Abdullah Aljebreen, Austin Spadaro, Matt Usifer
This application aims to classify the sentiment of documents in a corpus of 50,000 IMDB reviews. This corpus was originally assembled by Maas et al. It was created as our final project for CIS 5538 (Text Mining and Language Processing) with Prof Yuhung Guo at Temple University.
It achieves sentiment classification accuracy of over 85% using several different feature selection methods.
- Clone the repo
- Download the corpus, extract into src/main/resources/aclImdb
- Run these:
$ mvn compile
$ mvn exec:java -Dexec.mainClass=com.classifier.App
Running the main application will:
- Process all IMDB files and store the processed files in the
src/main/resources/processed
directory. During this step, all documents are tokenized, lemmatized, stemmed, and stripped of stopwords using different stopwords lists. - Build a vocabulary based on the processed files.

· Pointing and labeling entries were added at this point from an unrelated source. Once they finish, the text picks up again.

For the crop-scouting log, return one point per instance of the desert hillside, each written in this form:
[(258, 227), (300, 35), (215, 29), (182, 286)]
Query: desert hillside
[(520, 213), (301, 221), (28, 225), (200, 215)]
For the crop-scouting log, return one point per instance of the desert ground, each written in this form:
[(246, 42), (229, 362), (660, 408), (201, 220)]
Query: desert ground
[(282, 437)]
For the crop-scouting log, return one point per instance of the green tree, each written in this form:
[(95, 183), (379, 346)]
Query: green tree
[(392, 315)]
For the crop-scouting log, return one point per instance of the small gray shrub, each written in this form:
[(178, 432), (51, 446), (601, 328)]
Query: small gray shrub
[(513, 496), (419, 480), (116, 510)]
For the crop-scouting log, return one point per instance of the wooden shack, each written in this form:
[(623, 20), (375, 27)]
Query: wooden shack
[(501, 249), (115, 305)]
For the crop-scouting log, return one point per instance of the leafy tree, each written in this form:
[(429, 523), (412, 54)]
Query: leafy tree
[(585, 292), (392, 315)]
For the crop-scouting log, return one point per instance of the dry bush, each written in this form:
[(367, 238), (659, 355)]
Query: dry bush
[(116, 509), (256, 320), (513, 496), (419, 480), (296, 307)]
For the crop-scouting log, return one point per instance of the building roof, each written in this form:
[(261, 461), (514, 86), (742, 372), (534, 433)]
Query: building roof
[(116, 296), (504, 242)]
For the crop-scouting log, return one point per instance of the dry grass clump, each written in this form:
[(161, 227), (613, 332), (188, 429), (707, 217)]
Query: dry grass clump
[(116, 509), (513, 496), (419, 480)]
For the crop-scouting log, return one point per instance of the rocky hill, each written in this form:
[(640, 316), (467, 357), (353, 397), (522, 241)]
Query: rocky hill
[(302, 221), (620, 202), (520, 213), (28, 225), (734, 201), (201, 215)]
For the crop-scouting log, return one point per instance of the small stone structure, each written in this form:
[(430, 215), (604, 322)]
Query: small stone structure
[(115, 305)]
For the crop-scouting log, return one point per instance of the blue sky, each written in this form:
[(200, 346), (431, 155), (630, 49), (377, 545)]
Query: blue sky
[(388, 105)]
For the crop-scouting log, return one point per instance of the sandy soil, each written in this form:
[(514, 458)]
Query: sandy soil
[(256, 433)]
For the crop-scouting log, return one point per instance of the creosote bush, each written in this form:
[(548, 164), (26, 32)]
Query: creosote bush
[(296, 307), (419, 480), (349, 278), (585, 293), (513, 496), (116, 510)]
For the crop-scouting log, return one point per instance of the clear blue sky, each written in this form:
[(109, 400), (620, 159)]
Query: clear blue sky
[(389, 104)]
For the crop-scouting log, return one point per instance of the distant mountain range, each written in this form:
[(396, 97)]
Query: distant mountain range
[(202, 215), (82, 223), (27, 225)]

- Insert all processed files into a term document matrix.
- Iterate through all feature selection methods, selecting varying counts of features and creating copies of the pre-processed documents based on the features selected
In order to assess the effectiveness of the features that were selected for each method, we need to classify the documents. In order to perform sentiment classification, we used the LibSVM libary. Download the current package into ~/libsvm and make
to compile it. Run the following commands to in ~/libsvm to create the necessary directories for experimentation:
$ mkdir experiments experiments/train experiments/test experiments/output experiments/models
Finally, execute the following within the imdb-sentiment-classifier
base directory to run all of our experiments:
$ ./experiments.sh 2000
As shown above, experiments.sh
accepts a single argument which will be passed into LibSVM to control how many MBs of memory in it is allotted when training the SVM. If no arguments are supplied, it will take 1000 MBs of memory by default.